Apprenticeship Support Australian General Manager, James Moran, is calling for a cultural shift in thinking about the relevance of Science, Technology, Engineering and Mathematics (STEM) skills to focus away from the purely academic to practical ways they can be generated and deployed in the workplace.

“Recent high-profile reports and government policy announcements have made it clear that STEM skills are crucial to Australia’s future economic prosperity,” Mr Moran said today.

“However, with fewer high-school students electing to take subjects[1] in these disciplines it’s clear the message about the relevance of STEM subjects to careers is not getting through.  One way to overcome this is to offer students more opportunities to apply STEM knowledge learned in the classroom to solve real problems and create solutions for real businesses – ideally through school-based traineeships and apprenticeships.”

Mr Moran says a greater uptake of school-based traineeships and apprenticeships will close the gap between the knowledge generated in the education system and the skills demanded by employers.

“Partnerships between schools, vocational education and training providers, industry groups and research organisations to provide motivated young people with opportunities to practise what they learn will develop a nimble, Australian talent pipeline equipped with the skills in demand from industry,” Mr Moran says.

“Knowledge and skills in the STEM disciplines are traditionally seen as highly academic fields and debate usually focuses on pathways between high school and university. Yet more than half of the population qualified in STEM disciplines had a vocational qualification, according to 2010–11 ABS data,” he says.

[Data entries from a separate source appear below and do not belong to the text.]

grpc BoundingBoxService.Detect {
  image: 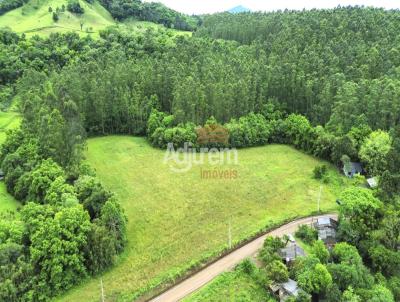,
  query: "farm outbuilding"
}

[343,162,364,178]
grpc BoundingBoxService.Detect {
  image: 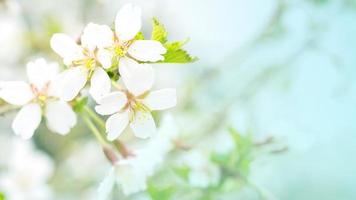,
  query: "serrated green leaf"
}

[134,31,145,40]
[162,49,197,63]
[151,18,168,43]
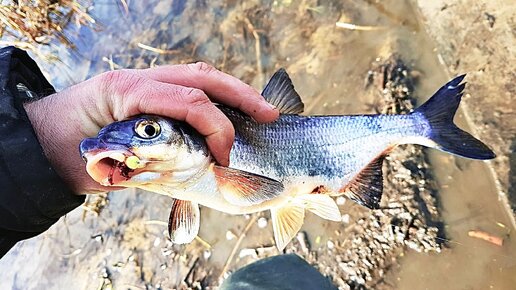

“Vocational Education and Training pathways provide a breadth of opportunities for students to pursue their interests and abilities in STEM with inquiry based, hands on learning, and the opportunity to solve real world problems.”

The Australian Government recently announced a commitment of an extra $12 million to restore the focus, and increase student uptake of, science, technology, engineering and mathematics (STEM) subjects in primary and secondary schools across the country.